Hardware accelerators, such as GPUs, now provide a large part of the computational power used for scientific simulations. GPUs come with their own limited memory and are connected to the main memory of the machine via a bus with limited bandwidth. Scientific simulations often operate on very large data, to the point of not fitting in the limited GPU memory. In this case, one has to turn to out-of-core computing: data are kept in the CPU memory, and moved back and forth to the GPU memory when needed for the computation. This out-of-core situation also happens when processing on multicore CPUs with limited memory huge datasets stored on disk.
In both cases, data movement quickly becomes a performance bottleneck. Task-based runtime schedulers have emerged as a convenient and efficient way to manage large
applications on such heterogeneous platforms. They are in charge of choosing which tasks to assign on which processing unit and in which order they should be processed.

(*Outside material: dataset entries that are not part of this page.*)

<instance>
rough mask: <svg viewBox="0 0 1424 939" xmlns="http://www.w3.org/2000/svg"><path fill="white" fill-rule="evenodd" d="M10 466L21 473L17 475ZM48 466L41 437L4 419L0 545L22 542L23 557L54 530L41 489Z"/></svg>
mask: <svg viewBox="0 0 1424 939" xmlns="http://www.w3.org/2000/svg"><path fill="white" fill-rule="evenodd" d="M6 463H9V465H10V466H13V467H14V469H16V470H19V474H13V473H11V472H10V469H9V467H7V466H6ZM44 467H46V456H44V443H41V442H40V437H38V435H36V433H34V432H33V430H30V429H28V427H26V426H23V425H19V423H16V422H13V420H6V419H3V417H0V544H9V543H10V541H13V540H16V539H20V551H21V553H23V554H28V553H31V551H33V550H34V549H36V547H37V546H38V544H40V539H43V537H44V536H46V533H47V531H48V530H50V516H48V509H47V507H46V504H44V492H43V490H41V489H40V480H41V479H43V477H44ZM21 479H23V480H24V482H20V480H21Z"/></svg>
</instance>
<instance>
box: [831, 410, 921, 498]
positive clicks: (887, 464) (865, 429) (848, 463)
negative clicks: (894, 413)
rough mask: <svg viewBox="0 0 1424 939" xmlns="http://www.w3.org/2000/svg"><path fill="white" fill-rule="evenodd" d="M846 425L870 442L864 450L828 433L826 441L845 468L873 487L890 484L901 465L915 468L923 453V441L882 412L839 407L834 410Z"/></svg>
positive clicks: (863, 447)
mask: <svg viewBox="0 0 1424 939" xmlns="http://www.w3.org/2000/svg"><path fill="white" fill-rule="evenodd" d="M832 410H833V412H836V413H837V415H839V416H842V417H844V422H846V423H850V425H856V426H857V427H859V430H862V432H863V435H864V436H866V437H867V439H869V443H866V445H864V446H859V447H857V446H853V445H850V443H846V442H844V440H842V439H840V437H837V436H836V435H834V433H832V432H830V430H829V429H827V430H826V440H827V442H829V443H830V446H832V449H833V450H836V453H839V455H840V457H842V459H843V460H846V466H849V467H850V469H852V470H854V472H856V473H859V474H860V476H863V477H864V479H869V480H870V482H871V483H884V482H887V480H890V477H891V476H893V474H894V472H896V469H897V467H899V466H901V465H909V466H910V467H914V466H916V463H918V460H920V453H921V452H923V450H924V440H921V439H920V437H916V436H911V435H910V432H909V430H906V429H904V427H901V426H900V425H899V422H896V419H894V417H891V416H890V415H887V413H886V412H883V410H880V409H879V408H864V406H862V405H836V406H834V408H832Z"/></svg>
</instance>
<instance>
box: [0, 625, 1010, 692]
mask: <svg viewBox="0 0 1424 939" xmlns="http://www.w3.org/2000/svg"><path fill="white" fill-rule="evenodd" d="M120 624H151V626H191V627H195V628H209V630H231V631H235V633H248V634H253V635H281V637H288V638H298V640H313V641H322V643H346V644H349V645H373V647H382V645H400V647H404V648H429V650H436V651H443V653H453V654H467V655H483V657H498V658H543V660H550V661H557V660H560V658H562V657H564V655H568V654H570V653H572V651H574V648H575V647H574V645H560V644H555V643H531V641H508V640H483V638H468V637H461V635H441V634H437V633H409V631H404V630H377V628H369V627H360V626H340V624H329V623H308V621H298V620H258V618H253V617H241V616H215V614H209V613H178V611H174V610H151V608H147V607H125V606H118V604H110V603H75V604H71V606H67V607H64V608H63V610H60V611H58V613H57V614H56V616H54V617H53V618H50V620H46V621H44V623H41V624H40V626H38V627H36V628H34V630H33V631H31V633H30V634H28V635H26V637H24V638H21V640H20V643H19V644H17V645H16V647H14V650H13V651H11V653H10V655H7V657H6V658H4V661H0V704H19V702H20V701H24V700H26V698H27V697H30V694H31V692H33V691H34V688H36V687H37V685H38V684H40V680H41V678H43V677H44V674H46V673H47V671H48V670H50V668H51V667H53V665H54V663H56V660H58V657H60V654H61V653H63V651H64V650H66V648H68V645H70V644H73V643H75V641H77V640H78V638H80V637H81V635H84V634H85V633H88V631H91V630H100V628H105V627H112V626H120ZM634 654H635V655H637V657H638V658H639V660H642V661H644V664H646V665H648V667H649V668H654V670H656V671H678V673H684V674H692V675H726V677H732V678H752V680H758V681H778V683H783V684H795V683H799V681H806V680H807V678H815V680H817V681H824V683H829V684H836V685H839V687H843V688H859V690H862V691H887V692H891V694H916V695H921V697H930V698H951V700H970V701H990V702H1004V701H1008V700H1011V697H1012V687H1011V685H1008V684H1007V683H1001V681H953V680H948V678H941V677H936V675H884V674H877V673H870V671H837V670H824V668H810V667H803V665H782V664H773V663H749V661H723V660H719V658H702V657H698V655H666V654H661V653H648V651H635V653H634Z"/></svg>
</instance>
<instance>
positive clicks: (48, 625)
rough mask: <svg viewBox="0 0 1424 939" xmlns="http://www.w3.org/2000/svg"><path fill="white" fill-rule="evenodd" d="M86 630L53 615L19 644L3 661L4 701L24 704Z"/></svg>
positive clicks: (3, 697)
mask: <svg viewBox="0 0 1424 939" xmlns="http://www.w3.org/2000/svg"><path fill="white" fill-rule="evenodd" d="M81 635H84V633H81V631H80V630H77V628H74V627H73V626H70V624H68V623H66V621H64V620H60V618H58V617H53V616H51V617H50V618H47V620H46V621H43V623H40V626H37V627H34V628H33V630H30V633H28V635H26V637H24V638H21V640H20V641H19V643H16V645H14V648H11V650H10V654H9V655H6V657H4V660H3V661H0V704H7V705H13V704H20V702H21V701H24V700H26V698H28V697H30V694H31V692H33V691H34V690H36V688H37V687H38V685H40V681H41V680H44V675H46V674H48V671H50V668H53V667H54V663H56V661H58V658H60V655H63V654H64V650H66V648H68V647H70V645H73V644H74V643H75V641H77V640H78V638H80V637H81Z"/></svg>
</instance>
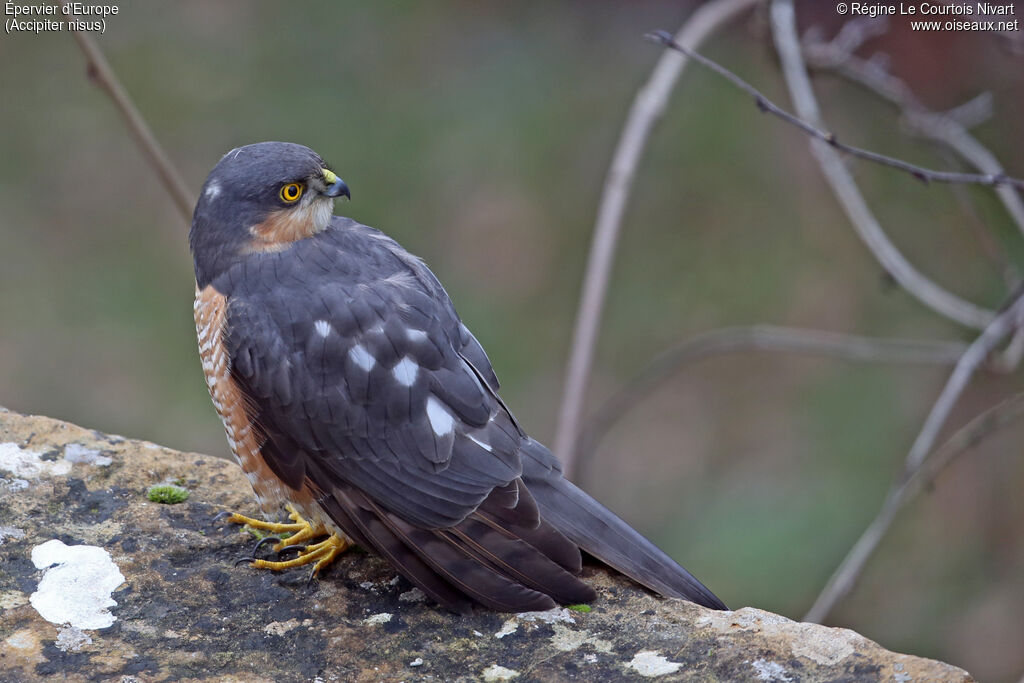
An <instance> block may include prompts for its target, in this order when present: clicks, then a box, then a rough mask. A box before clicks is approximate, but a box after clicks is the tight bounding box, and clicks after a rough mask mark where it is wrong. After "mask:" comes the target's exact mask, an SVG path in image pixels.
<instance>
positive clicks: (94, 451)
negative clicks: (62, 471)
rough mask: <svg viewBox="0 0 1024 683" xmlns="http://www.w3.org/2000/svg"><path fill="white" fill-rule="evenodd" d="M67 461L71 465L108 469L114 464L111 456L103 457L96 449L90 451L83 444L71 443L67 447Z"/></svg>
mask: <svg viewBox="0 0 1024 683" xmlns="http://www.w3.org/2000/svg"><path fill="white" fill-rule="evenodd" d="M65 460H67V461H68V462H69V463H82V464H84V465H98V466H99V467H106V466H108V465H110V464H111V463H112V462H114V461H113V460H112V459H111V457H110V456H104V455H101V454H100V453H99V451H97V450H96V449H89V447H86V446H84V445H82V444H81V443H69V444H68V445H66V446H65Z"/></svg>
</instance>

During this thesis, we worked on the problem of scheduling for a task-based runtime to improve data locality in an out-of-core setting, in order to reduce data movements. We designed strategies for both task scheduling and data eviction from limited memories. We implemented them in the StarPU runtime and compared them to existing scheduling techniques in runtime systems. Our strategies achieves significantly better performance when scheduling tasks on multiple GPUs with limited memory, as well as on multiple CPU cores with limited main memory. We also worked on batch scheduling of IO intensive workloads. Similarly, we used data locality techniques to reduce the average latency of a job.